„Wir wollen kein zweites Solingen erleben" - Ministerpräsident Tayyip Erdogan besucht Opfer vor Ort besuchen
Größte Brandkatastrophe der Nachkriegsgeschichte Ludwigshafens: 9 Menschen türkischer Herkunft starben und 60 zum Teil schwer verletzt - Verdacht auf Brandstiftung
Das bei einem Brand vor zwei Tagen völlig zerstörte Haus in Ludwigshafen wurde ausschließlich von Türken bewohnt. Alle neun Opfer, unter ihnen fünf Kinder, sind türkischer Herkunft. Noch sind nicht alle identifiziert. 60 Menschen, meist auch Türken, wurden z.T. schwer verletzt; am Dienstag befanden sich noch elf Personen im Krankenhaus.

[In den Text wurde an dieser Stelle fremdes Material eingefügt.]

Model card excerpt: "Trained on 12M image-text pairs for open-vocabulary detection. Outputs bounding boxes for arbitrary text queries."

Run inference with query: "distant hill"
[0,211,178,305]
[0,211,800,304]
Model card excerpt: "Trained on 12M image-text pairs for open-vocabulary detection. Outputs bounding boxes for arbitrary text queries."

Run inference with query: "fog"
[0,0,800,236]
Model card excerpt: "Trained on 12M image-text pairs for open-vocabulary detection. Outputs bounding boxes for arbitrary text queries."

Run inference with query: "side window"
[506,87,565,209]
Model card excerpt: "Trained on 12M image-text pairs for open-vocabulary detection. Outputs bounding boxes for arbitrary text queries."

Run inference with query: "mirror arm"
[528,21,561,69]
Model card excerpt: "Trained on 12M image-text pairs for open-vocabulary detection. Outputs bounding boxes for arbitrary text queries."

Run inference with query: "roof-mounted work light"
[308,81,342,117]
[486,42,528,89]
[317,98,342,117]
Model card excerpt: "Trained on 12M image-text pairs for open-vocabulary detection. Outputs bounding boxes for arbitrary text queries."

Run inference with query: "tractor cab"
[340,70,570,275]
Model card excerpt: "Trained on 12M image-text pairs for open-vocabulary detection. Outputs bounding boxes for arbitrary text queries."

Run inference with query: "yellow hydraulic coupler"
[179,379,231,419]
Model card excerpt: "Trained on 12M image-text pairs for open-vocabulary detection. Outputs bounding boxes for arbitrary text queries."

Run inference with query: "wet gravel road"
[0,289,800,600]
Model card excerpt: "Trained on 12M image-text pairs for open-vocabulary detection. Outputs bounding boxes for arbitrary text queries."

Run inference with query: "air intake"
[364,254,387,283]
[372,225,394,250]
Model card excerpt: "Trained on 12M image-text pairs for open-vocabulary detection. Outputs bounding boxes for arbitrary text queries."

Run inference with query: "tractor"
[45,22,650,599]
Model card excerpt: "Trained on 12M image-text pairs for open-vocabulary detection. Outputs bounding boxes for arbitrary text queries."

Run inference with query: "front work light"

Nach Berichten der dpa prüft die Polizei eine Zeugenaussage, wonach es sich um Brandstiftung handeln könnte.Innerhalb der türkischen Bevölkerung in Ludwigshafen besteht die Befürchtung, dass Brandstiftung die Ursache für das verheerende Feuer gewesen sein könnte. Der Vorsitzende des türkisch-deutschen Unternehmervereins, Eyyüp Özcan, sagte, es habe bereits 2006 einen Brandanschlag auf das selbe Haus am Danziger Platz 32 gegeben. Damals habe jemand versucht, das Haus anzuzünden, das Feuer habe aber gelöscht werden können.
Der türkische Präsident Abdullah Gül forderte angesichts von Brandanschlägen in Deutschland in der Vergangenheit eine «sorgfältige Untersuchung». Die Bundesregierung zeigte sich betroffen. Vize-Regierungssprecher Thomas Steg nannte das Geschehen eine Tragödie.
In Deutschland und in der Türkei sind Politiker alarmiert. Die Regierung in Ankara hat eigene Ermittler nach Deutschland entsandt. Nach unbestätigten Meldungen wird Ministerpräsident Recep Tayyip Erdogan bei seinem Deutschlandbesuch selbst nach Ludwigshafen reisen - begleitet von vier türkischen Polizeifachleuten, die die Brandursache untersuchen. Der türkische Botschafter Mehmet Ali Irtemçelik war bereits in Ludwigshafen, um sich ein Bild von der Tragödie zu machen. "Wir wollen, dass der Vorfall so schnell wie möglich aufgeklärt wird", sagt Erdogan.
Erdogan äußert seine Sorge, dass es sich um Brandstiftung handeln könnte. "Wir wollen kein zweites Solingen erleben", sagt der türkische Politiker: "Wir hoffen, dass der Vorfall nichts mit Fremdenfeindlichkeit zu tun hat." In Solingen war 1993 ein von Türken bewohntes Haus von Jugendlichen angezündet worden.
In den türkischen Medien findet die Tragödie breite Beachtung. Die Zeitung Türkiye berichtet über den Fall unter der Überschrift "Fern der Heimat lebendig verbrannt". Die liberale Zeitung Radikal titelt: "Ein Feuer im Karneval verbrennt unsere Herzen." Ausführlich zitieren türkische Medien die Aussagen zweier türkischer Mädchen, die beobachtet haben wollen, wie ein deutsch sprechender Mann im Hauseingang einen Kinderwagen in Brand gesteckt habe und dann weggelaufen sei.
Eine Sonderkommission arbeitet nach Angaben der Polizei in Ludwigshafen an der Aufklärung der Hintergründe. Die Ermittler gehen davon aus, dass die Ursache für den Brand erst in einigen Tagen feststehen wird. Nach ersten Vermutungen der Feuerwehr könnte das Feuer im hölzernen Treppenhaus des alten Gebäudes zu erst gewesen sein.
Nach Angaben des Bundesinnenministeriums stimmten die zuständigen Ermittler in Rheinland-Pfalz der Mitarbeit von Brandexperten aus der Türkei zu. Diese dürften Fragen stellen, aber keine Vernehmungen führen, sagte eine Ministeriumssprecherin.
Die Stadt Ludwigshafen hatte letzten Montag alle Karnevalsveranstaltungen abgesagt. Oberbürgermeisterin Eva Lohse (CDU) sprach von dem "größten Brandereignis in der Geschichte Ludwigshafens nach dem Krieg". Der rheinland-pfälzische Ministerpräsident Kurt Beck (SPD) war am Montagmittag an der Unglücksstelle eingetroffen.